5. Your skillset (or willingness to outsource)
In some cases, it’s possible to rank organically without manually building backlinks to your website. However, if you’ll be going after competitive keywords and trying to overtake strong websites in search results, you’ll need links. So either you’ll have to commit to building them yourself or bring on board someone with verifiable experience executing link-building strategies in addition to the other technical aspects of SEO needed for success.
And, as for ads, you have to be willing to either outsource or master the learning curve that comes with managing an ad account and PPC campaigns. That includes using advanced targeting features both to control ad spend and reach only the people most likely to respond positively to your ad. Not to mention writing ad copy, measuring return on ad spend, A/B testing landing pages, and more.
Understanding Google Ads account structure is just one part of running PPC ads yourself.
6. Available opportunities
We’ve talked a little about the competitiveness of paid advertising as it relates to things like cost per click. But it’s equally important to consider the competitiveness of the organic landscape.

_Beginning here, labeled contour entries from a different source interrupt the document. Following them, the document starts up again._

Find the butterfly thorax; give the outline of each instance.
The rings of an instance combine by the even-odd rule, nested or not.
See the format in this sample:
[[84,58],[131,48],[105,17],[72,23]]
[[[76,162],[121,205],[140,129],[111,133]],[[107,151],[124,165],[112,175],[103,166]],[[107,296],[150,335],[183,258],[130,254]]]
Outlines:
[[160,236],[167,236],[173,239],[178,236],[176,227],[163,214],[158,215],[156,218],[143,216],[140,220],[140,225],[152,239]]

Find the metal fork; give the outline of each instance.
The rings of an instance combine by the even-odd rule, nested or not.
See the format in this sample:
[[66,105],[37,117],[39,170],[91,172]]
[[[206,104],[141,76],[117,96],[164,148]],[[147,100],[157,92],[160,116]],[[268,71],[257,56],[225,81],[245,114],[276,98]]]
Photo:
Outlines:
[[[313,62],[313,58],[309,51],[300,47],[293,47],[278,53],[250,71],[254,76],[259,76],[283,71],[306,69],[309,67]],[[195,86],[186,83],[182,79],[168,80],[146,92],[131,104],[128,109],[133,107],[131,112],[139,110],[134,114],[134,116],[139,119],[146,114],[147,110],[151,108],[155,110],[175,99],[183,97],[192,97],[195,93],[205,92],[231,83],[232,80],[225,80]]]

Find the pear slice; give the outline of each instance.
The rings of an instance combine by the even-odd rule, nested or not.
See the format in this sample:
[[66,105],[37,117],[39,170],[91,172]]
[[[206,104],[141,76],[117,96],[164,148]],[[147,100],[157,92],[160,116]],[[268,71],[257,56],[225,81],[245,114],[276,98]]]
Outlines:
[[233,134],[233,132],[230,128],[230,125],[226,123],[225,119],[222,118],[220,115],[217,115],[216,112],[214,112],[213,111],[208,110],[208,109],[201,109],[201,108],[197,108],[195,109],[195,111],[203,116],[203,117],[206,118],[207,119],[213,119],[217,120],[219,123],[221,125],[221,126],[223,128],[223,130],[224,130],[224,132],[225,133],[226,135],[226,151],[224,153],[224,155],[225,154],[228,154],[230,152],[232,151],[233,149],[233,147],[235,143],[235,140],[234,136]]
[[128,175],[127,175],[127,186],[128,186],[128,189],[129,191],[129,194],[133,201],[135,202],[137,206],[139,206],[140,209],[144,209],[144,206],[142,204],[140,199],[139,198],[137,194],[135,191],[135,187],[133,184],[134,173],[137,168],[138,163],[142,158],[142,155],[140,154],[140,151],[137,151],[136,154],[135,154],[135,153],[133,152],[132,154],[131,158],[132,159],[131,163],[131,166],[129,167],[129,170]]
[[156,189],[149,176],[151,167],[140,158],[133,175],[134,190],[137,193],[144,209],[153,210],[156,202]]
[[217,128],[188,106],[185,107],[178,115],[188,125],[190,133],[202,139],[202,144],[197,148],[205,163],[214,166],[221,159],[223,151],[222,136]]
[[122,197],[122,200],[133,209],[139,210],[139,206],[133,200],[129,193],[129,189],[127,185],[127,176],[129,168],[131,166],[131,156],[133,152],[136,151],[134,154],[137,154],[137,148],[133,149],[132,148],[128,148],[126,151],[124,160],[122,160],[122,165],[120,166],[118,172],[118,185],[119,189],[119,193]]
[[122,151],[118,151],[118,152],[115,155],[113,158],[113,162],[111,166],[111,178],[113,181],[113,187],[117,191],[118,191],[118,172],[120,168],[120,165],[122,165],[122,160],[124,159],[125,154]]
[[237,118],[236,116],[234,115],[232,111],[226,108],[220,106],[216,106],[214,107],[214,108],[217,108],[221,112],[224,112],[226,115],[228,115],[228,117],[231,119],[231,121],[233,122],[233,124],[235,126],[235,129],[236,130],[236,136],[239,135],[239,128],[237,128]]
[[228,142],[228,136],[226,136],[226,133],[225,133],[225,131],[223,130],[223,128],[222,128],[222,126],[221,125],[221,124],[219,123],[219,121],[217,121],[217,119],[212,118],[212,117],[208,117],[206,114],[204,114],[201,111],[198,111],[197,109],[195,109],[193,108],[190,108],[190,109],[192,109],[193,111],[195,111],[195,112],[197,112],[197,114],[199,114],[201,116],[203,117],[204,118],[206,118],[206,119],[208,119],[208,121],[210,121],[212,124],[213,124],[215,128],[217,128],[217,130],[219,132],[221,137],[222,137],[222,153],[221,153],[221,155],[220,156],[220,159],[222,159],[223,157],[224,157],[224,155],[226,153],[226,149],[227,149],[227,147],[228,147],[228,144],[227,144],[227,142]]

Performing keyword research and, more importantly, developing a keyword strategy, will reveal opportunity gaps to help you start ranking and rising in search results. The bonus? If you stick to your plan for SEO, eventually you’ll be able to rank for more competitive and higher traffic search terms.
What are the benefits of an SEM strategy?
Clearly, there are circumstances in which you’ll need to choose between organic and paid methods of gaining visibility in search engines. But there are pros to having an SEM strategy as part of your larger digital marketing plan.
Justin Borge, Founder and CEO of Help With Your Hustle Digital Marketing Agency summed it up this way:
“Although lucrative and predictable, SEO takes time to pay off. The problem is that many businesses need money in the short term and can’t afford to wait for it to kick in. That’s where ads come in, creating a cycle that not only promotes sales and buys operating time but drives traffic to your site for Google to use the signals from to begin ranking you for SEO sooner. The sooner your SEO kicks in, the sooner you make money, which you can then funnel a portion of back into ads. Used in tandem, they’re the ultimate power couple.”
As Justin said, SEM is a double-whammy. The immediate impact of showing up in paid search results can make up for the time SEO takes. And the long-term visibility and traffic SEO generates can make up for the cost and short-term nature of PPC campaigns.
As a result, your brand and website can take up more real estate on SERPs, especially if you can rank via organic strategies and land an ad placement for the same lucrative keyword.
Related: Find out more ways SEO plus PPC work together.
Will you do PPC, SEO, or SEM?
We’ve covered the two strategies that make up SEM, how they differ, the characteristics they share, and when to use one or both. Now, all that’s left is for you to decide which one you’ll invest in first or to seek some expert guidance on the appropriate strategy for your business. No matter which one you choose, the sooner you start, the sooner you can start optimizing for the best results!